Mono, ME/CFS and Lyme
Joey became ill with mononucleosis five months into his first job, at PricewaterhouseCoopers in San Francisco doing corporate fraud investigation, after graduating from University of California at Berkeley. After a “14-day fever from hell,” he became bedridden. When he didn’t improve, he moved back home to Los Angeles. At the airport, his mother didn’t recognize him.
A year later, Joey was diagnosed with ME/CFS and eventually with chronic Lyme as well. He’s tried a variety of treatments—from the antiviral Valtrex to immune transfer factor to Armour thyroid, plus sleep medications, steroids and antibiotics.
Remission and a crash
In 2007, he felt well enough to take an advanced physics course and join a jazz a cappella group. Unfortunately, as happens with many patients, Joey eventually crashed.

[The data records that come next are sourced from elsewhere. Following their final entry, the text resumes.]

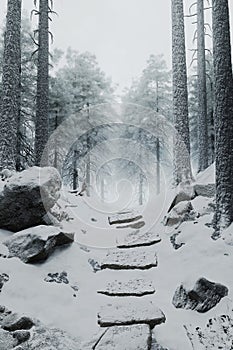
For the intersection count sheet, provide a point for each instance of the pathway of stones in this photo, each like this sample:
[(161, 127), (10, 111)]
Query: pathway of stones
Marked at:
[(129, 321)]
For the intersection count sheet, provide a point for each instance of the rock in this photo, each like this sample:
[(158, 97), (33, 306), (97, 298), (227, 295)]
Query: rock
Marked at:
[(27, 197), (136, 287), (124, 217), (3, 279), (43, 338), (202, 297), (205, 190), (181, 212), (135, 225), (126, 312), (21, 336), (7, 341), (138, 239), (14, 322), (57, 277), (136, 337), (132, 258), (37, 243)]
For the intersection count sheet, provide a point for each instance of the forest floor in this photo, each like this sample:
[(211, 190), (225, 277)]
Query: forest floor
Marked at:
[(75, 311)]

Undeterred, and frustrated with the painfully slow progress in neuroimmune research, he applied for a master's degree in health policy and management at Berkeley but couldn't make it through the rigorous one-week math camp without relapsing. “Luckily,” Joey says, “I reconciled with the idea that I could make a deep impression on neuroimmune research and the community at large without this degree.”
Now, Joey’s living in Las Vegas, Nevada, and looking into the experimental drugs GcMAF and Ampligen as well as targeted chemotherapies to eliminate viral reservoirs.
Joey encourages patients with any kind of neuroimmune diseases to check out Healkick. "The creation of this group was founded not based on separation of what I do consider distinct illnesses, but rather what we all have in common: isolation and need for peer support," he says. "It really would be something if patients with all these different types of neuroimmune disease could engage each other in meaningful connection and discussion. We can always hope, right?”
I think the idea of a youth based group is great. It is useful to think of ME in terms how it affects people at different developemental stages in their life. Matching folks up with similar milestone issues and concerns is critical to learning experience based strategies for recovery and avoiding social isolation. Great achievement Joey developing Healkick!
ReplyDeleteOver 40 ME patient
Wow, that's a dramatic change. Not recognized by mom! I had that ballooning stomach that Laura Hillenbrand mentioned, but that was about it.
ReplyDeleteWhenever I read Ali's blog, I wonder what I would have changed in my response to ME/CFS if I could do it all over again. I'm never quite sure. About all I can say is that we must not let ourselves be defined by ME/CFS or any other circumstance that comes our way. Like the displaced wild snail in Elizabeth Bailey's terrarium, we make our adjustments to our new surroundings, and we continue living on.
Hopefully, Healkick will help people lead more regular lives with friends and social connections.